A UCB informa ainda que atualmente os alunos de medicina estão realizando o Internato de Urgências e Emergências e o Internato de Saúde Mental. "Essas atividades são realmente muito importantes para complementar a formação desses estudantes”, ressalta a nota.


Também esclarece que, embora a universidade tenha autonomia legal, os alunos do curso de medicina foram acolhidos pela Coordenação do curso e pela Reitoria para dialogar sobre a questão. A nota afirma que ficou combinado que os discentes fariam um ciclo do internato e que, após esse período, seria marcada uma nova rodada de conversação com os discentes.

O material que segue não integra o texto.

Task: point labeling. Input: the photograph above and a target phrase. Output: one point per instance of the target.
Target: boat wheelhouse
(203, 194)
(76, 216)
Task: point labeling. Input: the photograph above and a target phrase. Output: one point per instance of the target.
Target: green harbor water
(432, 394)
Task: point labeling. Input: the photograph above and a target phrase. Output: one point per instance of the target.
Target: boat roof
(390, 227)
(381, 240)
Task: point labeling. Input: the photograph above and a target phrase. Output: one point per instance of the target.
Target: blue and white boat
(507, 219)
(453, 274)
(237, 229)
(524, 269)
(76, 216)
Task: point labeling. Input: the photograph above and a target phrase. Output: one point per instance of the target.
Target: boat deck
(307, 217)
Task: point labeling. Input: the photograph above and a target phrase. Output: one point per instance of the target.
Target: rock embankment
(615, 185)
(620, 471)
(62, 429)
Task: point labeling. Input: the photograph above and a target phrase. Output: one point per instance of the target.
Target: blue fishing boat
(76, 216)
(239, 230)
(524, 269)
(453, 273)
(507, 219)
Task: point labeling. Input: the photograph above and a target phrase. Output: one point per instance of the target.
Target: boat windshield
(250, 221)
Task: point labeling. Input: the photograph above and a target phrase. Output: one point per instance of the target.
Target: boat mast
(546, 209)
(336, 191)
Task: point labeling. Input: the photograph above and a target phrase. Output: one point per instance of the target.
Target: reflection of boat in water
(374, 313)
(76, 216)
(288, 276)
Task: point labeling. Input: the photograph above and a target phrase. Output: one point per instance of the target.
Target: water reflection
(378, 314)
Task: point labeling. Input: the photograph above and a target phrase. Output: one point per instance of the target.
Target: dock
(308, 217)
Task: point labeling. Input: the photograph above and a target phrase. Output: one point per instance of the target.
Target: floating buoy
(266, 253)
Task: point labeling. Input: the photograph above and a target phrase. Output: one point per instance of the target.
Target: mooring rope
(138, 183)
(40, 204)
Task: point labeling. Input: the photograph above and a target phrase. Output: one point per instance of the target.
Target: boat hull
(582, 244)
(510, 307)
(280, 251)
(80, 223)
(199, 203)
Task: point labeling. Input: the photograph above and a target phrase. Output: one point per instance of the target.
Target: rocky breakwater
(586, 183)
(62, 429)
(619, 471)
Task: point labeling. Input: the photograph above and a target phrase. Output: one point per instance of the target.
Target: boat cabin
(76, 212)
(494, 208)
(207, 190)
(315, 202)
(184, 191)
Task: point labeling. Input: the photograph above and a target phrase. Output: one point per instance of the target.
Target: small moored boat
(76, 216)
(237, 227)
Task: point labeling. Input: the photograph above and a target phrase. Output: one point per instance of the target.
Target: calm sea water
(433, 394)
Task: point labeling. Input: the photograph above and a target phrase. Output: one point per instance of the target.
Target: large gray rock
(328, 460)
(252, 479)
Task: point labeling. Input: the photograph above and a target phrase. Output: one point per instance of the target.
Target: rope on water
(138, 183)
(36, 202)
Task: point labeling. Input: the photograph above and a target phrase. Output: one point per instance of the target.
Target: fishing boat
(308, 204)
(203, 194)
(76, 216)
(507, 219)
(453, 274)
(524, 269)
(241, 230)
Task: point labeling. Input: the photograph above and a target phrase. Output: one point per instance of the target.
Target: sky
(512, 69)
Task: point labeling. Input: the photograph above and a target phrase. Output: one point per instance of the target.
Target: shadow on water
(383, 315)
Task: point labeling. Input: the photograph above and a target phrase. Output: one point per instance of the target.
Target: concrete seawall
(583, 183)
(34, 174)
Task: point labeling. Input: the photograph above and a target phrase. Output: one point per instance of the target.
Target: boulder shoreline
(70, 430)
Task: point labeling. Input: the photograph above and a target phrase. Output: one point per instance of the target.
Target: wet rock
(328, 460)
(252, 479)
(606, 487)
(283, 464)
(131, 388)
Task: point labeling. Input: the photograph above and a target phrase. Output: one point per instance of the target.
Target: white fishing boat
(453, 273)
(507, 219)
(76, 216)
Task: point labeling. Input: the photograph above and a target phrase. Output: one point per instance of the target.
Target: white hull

A UCB ressalta o entendimento do Conselho Regional de Medicina (CRM-DF), que se manifestou contrariamente à formatura antecipada dos estudantes devido à possibilidade de perdas na formação. “A Católica, prezando pela qualidade na formação de seus futuros profissionais de medicina, não fará nada que coloque em risco a formação integral dos estudantes”, arremata.


O Centro Universitário de Brasília (UniCeub), por meio de assessoria de imprensa, esclareceu que recebeu o pedido de antecipação da conclusão de curso de parte dos prováveis formandos de medicina e está analisando cada caso de forma isolada de acordo com as diretrizes de formação da instituição.


“Comunicamos que a Lei nº 14040 de 18/8/2020 diz que os alunos precisam ter cumprido todas as disciplinas do currículo do curso e 75% do estágio final obrigatório para fazerem tal solicitação. No UniCeub, isso significa que os alunos precisam ter concluído as unidades curriculares, 75% do internato e o Trabalho de Conclusão de Curso — que não é padrão para todas as faculdades”, afirma a nota enviada.


“Reiteramos ainda que o UniCeub preza pela formação de profissionais totalmente capacitados que possam oferecer atendimentos de qualidade aos pacientes”, conclui. Procurada por meio de assessoria de imprensa, o Uniceplac preferiu não se manifestar sobre o assunto.